When I was a young programmer, I relied exclusively on printing out variables. Over time, however, I used more and more code that:
In such cases, I discovered that trying to print out variables, starting with a mere guess as to the right value ID and the right code location, was an extraordinarily tedious way of finding the root cause of error or crashes.
More and more, I realized what a million hackers had already figured out before: If you're working with code the logic of which you don't know like the back of your hand, there is no productive substitute to - at a minimum! - step-by-step debugging and automatic display of variables.
Not the place you thought the error occurred at, but the perhaps multiple places the errors actually happened at. Not the variable that you think is the clue, manually chosen and typed out, but the multiple and interacting clues you actually need - and didn't realize you needed - automatically displayed if applicable in the local block. Not with your eyes on wherever you manually put the printout (and in some library or low-level code you may have trouble doing this), but with your eyes on the specific code lines where your data's getting borked.
Printouts, in a word, are a terribly slow integration to a solution - if, again, you aren't a revved-up, hands-on expert with the relevant code and dependencies.
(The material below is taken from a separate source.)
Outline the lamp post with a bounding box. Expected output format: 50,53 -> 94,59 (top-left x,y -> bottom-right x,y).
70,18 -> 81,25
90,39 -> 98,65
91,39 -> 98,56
Opening remarks following up on the above:
Nim, as a language, I find more readable than almost any other. It eschews unnecessary punctuation, avoids complex syntax for simple tasks, and has Standard Methods for a wide variety of purposes. I therefore find code written in Nim by others to be more easily understandable than in most other languages.
This has immense potential to advance Code Reuse: the ability of small outfits and individuals to complete with megacorps by making use of the work of many other open-source developers.
Nim, as a debugging experience, does not sufficiently follow through on this promise. In order to make effective use of code by complete strangers, code the logic of which you can not understand as well as they did, you must have (among other thing) a powerful, efficient debugging setup that's easy to get working.
Problem statement:
So! I don't know how to get a Nim debugging setup that's either powerful or efficient. I definitely can't do "easy to set up"! But I can at least identify two of the basics: step-by-step debugging and the automatic display of unmangled local and referenced non-local variables.
The frustrating thing is that, despite Nim's genuine complexities (compile to C or C++, then compile to assembly and link - and afterwards debug the Nim, not the base code) I can't help but feel that the community is tantalizingly close to a "good enough" solution.
People have shown at least some unmangled variables, have written python scripts for gdb or lldb (now - as for as I can suss out as a rube - lost or made obsolete) that at least attempt to get us closer to automatic and unmangled display.
Step-by-step debugging is likely to be a harder thing to fix <<deleted my guesses as to why - I'm not qualified to opine here>>. Whether hard or easy to fix, however, it's a real desire on the part of developers (especially those using third-party libraries); not offering it is a genuine toolchain weakness. Even reducing the number of weird jumps in the debugger though a debug-ready, non-optimized Nim codebase, unexpected to a developer not thoroughly conversant with Nim compiler internals, would help a lot.
In sum, I cannot yet feel that Nim, as a language, and even as a developer toolchain, is doomed to failure in this regard! Nim doesn't have to have debug tools as sophisticated as those available for C, C++, and Python because Nim leaves fewer handguns strewn about!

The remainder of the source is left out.